The last surviving Christian Poles who helped Jews during the Holocaust appealed Monday to Polish and Israeli authorities to return to a path of "dialogue and reconciliation" amid a diplomatic crisis and a surge of anti-Semitism sparked by a new Polish law that criminalizes some forms of Holocaust speech.
The rescuers made their appeal in an open letter read by 89-year-old Anna Stupnicka-Bando to Polish Prime Minister Mateusz Morawiecki at a ceremony in Warsaw attended by five other surviving rescuers.
Addressed to the Polish and Israeli governments and parliaments, the letter was signed by 50 Poles who describe themselves as the last survivors of the more than 6,700 Poles recognized by Israel's Yad Vashem as "Righteous Among the Nations," gentiles who risked their own and their families' lives to hide Jews from the occupying German forces.
The remaining survivors were young during the war.
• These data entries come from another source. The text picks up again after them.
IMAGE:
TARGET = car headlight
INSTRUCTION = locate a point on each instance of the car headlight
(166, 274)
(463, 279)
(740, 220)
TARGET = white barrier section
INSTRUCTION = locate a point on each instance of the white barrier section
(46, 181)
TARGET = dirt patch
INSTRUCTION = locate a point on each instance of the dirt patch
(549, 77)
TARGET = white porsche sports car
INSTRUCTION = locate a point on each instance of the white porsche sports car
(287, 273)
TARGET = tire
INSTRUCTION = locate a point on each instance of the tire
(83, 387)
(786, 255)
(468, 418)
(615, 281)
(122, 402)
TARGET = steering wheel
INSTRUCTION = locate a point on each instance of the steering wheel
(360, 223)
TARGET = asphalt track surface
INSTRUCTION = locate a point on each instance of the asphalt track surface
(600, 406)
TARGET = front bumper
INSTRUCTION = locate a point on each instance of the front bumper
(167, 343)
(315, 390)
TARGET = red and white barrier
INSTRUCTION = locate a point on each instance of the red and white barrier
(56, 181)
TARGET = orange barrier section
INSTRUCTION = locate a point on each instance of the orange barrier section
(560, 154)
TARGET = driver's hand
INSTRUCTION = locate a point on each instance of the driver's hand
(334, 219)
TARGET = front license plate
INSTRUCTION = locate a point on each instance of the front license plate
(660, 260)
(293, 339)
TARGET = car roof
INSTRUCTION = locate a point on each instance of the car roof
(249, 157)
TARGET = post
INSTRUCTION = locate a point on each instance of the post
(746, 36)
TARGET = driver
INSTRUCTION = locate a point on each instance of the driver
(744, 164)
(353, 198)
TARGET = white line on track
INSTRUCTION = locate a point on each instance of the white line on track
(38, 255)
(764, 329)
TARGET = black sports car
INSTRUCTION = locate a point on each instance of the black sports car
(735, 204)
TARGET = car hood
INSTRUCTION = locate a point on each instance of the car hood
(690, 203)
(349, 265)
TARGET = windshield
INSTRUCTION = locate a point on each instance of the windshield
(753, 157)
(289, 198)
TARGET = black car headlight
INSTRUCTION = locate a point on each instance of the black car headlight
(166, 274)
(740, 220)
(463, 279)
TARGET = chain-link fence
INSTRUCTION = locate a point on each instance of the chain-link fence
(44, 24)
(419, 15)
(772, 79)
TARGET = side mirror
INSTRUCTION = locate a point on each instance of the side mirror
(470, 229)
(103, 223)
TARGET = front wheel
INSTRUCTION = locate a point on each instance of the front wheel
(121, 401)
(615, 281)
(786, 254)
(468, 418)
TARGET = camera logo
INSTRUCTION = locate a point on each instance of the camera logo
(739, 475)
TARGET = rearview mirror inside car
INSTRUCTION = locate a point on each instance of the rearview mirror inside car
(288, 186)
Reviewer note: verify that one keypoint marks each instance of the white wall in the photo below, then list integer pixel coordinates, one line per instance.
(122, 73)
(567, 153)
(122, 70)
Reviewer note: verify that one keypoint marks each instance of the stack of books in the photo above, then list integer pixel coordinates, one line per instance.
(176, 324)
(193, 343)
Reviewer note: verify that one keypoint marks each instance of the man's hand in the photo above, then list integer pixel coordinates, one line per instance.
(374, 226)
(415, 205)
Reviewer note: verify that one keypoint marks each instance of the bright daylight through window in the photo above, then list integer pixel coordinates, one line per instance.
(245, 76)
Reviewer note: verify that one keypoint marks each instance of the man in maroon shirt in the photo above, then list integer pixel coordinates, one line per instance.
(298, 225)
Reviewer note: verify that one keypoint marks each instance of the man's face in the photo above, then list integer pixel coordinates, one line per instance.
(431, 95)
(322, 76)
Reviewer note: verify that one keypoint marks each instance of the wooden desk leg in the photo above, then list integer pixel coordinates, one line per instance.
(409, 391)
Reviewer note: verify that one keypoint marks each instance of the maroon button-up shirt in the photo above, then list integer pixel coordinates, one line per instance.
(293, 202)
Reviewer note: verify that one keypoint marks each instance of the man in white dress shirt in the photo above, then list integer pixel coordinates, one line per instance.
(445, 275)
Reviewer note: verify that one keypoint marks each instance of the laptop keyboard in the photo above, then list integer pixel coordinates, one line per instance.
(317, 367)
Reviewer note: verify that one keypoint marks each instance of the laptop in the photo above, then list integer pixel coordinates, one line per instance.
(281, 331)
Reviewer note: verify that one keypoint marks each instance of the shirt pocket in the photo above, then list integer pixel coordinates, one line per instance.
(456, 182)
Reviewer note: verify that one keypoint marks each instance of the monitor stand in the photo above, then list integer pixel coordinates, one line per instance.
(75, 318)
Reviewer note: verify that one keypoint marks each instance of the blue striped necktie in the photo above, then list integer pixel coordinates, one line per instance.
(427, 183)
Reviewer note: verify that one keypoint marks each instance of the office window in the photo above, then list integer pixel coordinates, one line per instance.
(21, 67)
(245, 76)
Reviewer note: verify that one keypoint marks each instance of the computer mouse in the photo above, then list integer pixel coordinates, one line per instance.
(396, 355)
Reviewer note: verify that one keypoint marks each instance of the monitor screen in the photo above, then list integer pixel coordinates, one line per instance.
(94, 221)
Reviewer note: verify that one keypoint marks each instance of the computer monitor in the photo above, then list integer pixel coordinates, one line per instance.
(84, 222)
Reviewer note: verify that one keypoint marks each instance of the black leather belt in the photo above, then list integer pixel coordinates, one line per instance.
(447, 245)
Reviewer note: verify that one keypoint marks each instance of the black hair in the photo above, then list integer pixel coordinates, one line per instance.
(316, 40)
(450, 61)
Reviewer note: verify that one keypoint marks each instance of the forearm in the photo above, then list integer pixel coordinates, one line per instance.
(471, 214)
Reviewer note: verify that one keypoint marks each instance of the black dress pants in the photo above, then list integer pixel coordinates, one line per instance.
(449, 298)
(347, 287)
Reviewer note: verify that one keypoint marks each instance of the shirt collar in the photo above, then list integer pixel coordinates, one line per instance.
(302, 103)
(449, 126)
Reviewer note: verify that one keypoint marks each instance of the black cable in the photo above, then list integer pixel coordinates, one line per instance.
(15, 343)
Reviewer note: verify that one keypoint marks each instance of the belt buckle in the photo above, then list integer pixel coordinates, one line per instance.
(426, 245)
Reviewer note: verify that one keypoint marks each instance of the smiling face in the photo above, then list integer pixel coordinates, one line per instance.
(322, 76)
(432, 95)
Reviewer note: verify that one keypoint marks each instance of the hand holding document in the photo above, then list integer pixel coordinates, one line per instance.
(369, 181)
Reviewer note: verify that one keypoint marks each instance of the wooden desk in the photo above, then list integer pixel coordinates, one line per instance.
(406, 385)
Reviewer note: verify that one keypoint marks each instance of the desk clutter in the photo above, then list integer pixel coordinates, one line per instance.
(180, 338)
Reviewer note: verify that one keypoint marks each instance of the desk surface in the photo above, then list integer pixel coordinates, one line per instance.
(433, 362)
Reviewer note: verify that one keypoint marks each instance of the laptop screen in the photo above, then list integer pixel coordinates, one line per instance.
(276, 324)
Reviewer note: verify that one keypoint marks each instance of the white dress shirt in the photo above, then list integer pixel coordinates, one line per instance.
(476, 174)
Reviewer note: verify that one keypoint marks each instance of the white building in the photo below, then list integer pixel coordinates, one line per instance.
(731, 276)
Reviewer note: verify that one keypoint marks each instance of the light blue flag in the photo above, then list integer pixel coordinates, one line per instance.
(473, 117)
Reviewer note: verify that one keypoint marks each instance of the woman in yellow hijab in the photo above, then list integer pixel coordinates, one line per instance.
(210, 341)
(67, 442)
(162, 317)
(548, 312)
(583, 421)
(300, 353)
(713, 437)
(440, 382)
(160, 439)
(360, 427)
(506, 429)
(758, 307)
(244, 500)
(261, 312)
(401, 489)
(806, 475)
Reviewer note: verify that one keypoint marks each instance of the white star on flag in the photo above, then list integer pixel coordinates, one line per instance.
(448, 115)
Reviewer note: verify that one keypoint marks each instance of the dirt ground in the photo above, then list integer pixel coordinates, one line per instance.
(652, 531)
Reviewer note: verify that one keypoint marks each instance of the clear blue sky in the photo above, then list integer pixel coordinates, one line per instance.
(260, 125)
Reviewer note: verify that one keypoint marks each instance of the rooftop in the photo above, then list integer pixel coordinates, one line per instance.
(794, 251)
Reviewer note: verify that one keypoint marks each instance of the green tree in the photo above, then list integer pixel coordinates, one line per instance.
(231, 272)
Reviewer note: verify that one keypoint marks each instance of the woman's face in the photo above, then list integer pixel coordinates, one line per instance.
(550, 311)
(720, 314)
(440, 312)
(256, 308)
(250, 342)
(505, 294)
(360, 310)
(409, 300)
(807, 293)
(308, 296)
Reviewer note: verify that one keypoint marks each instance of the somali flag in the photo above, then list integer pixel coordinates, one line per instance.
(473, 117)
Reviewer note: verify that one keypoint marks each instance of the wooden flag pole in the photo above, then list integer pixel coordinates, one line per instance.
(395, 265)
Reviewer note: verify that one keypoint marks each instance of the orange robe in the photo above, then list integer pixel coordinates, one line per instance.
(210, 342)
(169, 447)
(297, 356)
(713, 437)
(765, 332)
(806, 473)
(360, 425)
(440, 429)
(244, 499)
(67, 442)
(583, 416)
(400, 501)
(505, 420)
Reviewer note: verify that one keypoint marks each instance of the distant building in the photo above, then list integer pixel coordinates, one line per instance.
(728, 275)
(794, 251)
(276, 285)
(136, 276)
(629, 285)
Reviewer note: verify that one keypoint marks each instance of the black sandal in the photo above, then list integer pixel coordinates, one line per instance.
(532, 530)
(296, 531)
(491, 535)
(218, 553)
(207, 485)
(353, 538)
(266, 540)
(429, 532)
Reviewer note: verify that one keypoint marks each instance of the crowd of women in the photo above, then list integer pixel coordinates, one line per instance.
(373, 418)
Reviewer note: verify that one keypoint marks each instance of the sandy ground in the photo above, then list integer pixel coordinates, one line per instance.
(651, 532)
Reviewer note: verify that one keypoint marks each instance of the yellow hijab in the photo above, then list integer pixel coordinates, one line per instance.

Most of them were teenagers who assisted their parents in sheltering Jews.
In their letter, they wrote that they oppose divisions between Poles and Jews and seek a "future based on friendship, solidarity and truth."
Morawiecki paid tribute to them, saying they had "served humanity and Poland ... saving our common brothers during the times of the second apocalypse."
He also thanked them for seeking reconciliation "at this difficult time, when Poland is fighting for truth after many decades of negligence."
The law that raised tensions between Poland and Israel criminalizes falsely attributing the Holocaust crimes of Nazi Germany to Poland. The measure has angered Holocaust survivors and officials in Israel, where it is seen as an attempt to whitewash the actions of Poles who killed Jews during World War II.
Polish officials insist the law will not be used against anyone who speaks the truth, only those who try to defame Poland with lies.
Also Monday, Ronald Lauder, the president of the World Jewish Congress, published an open letter in The New York Times in which he said the legislation "has created a firestorm of ill will," and urged Polish officials to resume dialogue with Jewish representatives.
"This entire controversy must now be dialed back, and I would like to see Polish and Jewish leaders sit down now and get back to the business of reconciliation and progress," Lauder wrote.
Meanwhile, Poland's ambassador to Israel, Jacek Chodorowicz, promised Monday that the law would not be implemented until representatives of Poland and Israel hold in-depth talks about the controversial measure.
Chodorowicz said in a meeting of the Knesset Absorption Committee that "the Justice Ministry in Poland has committed to not enforcing the new law until all aspects of it have been examined, including a discussion with representatives of Israel."
However, Chodorowicz refused to say whether the law had officially been frozen, as some officials claimed earlier this week.
The Knesset members present at the meeting blasted the Polish law, saying that neither the Knesset nor the State of Israel would ever agree to allow history to be rewritten.